Phantasie und Wirklichkeit

Jede Zeit bringt Gestalten hervor, die wir aus den Märchen kennen:

Märchen beginnen mit: „Es war einmal“. Sie erzählen, was irgendwo und irgendwann, in einer weit zurückliegenden Zeit geschah, in der es Riesen, Zwerge, Zauberer und Helden gab, ja sogar Tiere redeten. Märchen sind voll von merkwürdigen Gestalten, merkwürdigen Ereignissen und Wundern. Wir fragen uns: Sind diese Geschichten nur reine Fabeleien oder gab es einmal eine Zeit, in der alles anders war? Kann die Phantasie überhaupt etwas erfinden, was es nie gab? Oder sind Märchenerzählungen Geschichten, von denen nur ein Wahrheitskern übrig blieb? 

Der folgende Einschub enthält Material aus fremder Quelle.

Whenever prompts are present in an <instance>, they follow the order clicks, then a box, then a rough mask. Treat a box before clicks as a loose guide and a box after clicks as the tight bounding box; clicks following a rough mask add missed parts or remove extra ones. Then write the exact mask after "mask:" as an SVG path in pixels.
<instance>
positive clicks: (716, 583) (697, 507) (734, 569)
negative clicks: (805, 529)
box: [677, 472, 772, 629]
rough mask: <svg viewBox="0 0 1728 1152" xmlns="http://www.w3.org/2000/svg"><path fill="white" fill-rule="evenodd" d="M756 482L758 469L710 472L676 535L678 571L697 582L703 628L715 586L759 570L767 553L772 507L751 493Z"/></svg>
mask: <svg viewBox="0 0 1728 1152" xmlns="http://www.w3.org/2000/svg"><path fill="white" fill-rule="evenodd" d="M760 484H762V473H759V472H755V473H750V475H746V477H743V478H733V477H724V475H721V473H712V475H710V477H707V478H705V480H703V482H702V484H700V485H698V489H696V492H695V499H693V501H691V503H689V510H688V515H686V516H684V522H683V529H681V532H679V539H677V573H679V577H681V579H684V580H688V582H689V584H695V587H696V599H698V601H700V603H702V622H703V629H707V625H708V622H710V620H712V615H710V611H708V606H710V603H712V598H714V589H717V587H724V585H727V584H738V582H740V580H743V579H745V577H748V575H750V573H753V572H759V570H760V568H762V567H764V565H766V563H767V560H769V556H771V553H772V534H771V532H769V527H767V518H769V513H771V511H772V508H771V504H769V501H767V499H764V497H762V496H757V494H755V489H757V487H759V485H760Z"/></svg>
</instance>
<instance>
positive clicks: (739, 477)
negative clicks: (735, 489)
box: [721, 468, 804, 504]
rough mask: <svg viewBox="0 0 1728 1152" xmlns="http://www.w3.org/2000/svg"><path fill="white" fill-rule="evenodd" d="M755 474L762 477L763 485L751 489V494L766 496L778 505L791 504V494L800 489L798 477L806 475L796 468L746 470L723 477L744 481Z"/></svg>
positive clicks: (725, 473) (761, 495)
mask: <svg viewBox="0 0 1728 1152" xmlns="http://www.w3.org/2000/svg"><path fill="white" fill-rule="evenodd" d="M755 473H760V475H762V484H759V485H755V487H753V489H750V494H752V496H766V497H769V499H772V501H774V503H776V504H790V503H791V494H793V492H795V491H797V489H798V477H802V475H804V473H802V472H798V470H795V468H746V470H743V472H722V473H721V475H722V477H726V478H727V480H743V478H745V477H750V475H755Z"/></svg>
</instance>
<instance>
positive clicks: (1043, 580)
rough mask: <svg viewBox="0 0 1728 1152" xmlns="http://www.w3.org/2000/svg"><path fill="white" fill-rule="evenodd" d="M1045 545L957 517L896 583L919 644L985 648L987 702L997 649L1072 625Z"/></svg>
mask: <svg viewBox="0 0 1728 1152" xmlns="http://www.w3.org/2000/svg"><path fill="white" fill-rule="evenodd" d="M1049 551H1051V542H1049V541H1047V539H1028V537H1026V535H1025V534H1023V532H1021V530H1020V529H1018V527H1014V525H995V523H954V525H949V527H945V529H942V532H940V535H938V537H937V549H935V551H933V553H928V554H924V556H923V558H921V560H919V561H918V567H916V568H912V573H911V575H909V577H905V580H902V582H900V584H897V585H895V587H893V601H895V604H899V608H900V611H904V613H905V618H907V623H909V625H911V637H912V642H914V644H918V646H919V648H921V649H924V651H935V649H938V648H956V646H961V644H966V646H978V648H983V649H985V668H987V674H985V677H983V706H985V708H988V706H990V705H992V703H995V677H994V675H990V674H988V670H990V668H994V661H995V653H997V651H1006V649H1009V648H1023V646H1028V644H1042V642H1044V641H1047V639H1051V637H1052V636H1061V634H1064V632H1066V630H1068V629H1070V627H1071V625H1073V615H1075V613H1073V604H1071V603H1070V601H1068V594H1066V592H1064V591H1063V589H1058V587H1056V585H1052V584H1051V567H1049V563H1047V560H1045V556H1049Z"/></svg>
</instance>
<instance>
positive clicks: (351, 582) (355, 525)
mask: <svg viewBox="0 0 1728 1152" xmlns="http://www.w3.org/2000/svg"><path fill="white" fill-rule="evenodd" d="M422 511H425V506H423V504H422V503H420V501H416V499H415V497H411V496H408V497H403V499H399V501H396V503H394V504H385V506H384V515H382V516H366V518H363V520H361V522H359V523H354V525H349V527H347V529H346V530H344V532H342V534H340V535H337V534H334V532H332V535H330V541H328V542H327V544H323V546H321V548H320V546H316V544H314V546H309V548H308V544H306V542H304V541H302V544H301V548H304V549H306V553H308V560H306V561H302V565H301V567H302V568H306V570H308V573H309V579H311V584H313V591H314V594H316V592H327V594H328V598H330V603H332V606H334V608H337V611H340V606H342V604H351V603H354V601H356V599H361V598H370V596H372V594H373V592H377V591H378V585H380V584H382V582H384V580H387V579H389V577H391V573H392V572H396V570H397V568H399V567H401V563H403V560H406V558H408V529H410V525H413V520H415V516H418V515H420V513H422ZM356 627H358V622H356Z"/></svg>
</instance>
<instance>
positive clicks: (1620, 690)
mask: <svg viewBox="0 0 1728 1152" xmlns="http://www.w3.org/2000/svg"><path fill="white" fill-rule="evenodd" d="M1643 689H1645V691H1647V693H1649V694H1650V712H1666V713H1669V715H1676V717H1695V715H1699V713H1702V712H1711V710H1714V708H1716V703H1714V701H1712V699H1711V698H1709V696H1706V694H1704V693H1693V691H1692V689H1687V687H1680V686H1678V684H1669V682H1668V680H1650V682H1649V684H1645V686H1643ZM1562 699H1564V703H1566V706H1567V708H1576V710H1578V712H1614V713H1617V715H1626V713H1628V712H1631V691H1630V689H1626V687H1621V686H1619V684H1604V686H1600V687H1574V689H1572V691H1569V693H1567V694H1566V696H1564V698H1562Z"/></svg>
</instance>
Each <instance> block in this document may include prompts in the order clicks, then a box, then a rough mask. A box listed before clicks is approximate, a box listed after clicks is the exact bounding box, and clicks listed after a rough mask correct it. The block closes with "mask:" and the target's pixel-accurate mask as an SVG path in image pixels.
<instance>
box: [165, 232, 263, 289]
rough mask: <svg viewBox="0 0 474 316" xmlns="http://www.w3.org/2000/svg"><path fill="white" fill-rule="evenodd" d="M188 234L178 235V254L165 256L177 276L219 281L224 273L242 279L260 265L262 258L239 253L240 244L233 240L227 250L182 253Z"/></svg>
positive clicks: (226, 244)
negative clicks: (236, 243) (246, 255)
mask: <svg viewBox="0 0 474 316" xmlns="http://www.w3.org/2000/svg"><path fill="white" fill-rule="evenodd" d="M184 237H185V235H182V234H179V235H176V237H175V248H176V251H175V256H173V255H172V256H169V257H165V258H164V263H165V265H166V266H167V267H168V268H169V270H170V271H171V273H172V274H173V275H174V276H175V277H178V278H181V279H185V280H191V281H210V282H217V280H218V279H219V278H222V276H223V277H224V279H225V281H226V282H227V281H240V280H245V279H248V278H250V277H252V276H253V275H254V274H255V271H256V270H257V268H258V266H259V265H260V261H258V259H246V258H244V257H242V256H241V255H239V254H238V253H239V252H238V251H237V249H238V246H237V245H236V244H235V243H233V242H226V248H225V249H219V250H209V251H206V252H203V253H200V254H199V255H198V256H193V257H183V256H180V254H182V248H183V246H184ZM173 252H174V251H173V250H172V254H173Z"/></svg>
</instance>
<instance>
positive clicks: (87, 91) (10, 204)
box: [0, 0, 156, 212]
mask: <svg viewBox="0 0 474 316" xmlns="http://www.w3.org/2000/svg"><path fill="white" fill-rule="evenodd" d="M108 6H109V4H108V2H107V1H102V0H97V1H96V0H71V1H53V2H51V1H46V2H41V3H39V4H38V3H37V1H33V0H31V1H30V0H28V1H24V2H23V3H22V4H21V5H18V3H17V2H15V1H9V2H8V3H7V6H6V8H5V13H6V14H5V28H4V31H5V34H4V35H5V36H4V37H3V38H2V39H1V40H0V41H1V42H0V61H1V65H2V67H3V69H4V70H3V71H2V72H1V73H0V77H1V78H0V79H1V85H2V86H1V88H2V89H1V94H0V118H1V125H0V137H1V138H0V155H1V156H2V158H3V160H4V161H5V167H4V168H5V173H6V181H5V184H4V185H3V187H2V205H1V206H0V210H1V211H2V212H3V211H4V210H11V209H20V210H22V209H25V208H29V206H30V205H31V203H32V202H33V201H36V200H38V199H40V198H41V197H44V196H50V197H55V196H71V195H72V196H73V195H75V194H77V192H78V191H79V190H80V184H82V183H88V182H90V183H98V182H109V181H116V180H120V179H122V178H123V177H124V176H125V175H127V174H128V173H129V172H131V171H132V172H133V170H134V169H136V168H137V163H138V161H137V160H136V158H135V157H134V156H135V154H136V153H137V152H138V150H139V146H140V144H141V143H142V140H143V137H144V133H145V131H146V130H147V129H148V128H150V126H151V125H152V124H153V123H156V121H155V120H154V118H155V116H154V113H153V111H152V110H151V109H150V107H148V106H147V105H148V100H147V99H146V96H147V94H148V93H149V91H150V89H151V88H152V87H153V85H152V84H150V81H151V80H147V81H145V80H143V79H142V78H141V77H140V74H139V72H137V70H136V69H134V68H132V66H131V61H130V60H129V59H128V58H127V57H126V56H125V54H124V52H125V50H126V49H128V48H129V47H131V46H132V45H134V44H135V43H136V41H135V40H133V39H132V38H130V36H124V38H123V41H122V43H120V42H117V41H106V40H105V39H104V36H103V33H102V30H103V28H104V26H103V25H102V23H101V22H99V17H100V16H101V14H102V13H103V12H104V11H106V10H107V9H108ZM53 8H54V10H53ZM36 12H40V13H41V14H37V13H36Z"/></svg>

Jede Zeit bringt Gestalten hervor, die wir aus den Märchen kennen: den König, der schier alles hat, womit er glücklich werden könnte und doch nicht glücklich wird; die mit übermenschlichen Eigenschaften ausgestatteten Helden, deren Großtaten in aller Welt bewundert werden; die Zauberkünstler, die kühne Träume wecken und erfüllen können und als Wundertäter angesehen werden, weil ihnen schier alles gelingt, die in Wahrheit aber Scharlatane sind; die Riesen, die mit ihrer Macht als unbesiegbar gelten und jeden einzuschüchtern verstehen; und die vielen Zwerge, die unbeachtet Tag für Tag ihre Arbeit tun, und keine Anerkennung finden. Märchenwelt und Wirklichkeit unterscheiden sich oft wenig oder nicht. Aber dass das Gute immer siegt und das Böse immer unterliegt, das kommt nur in Märchen vor.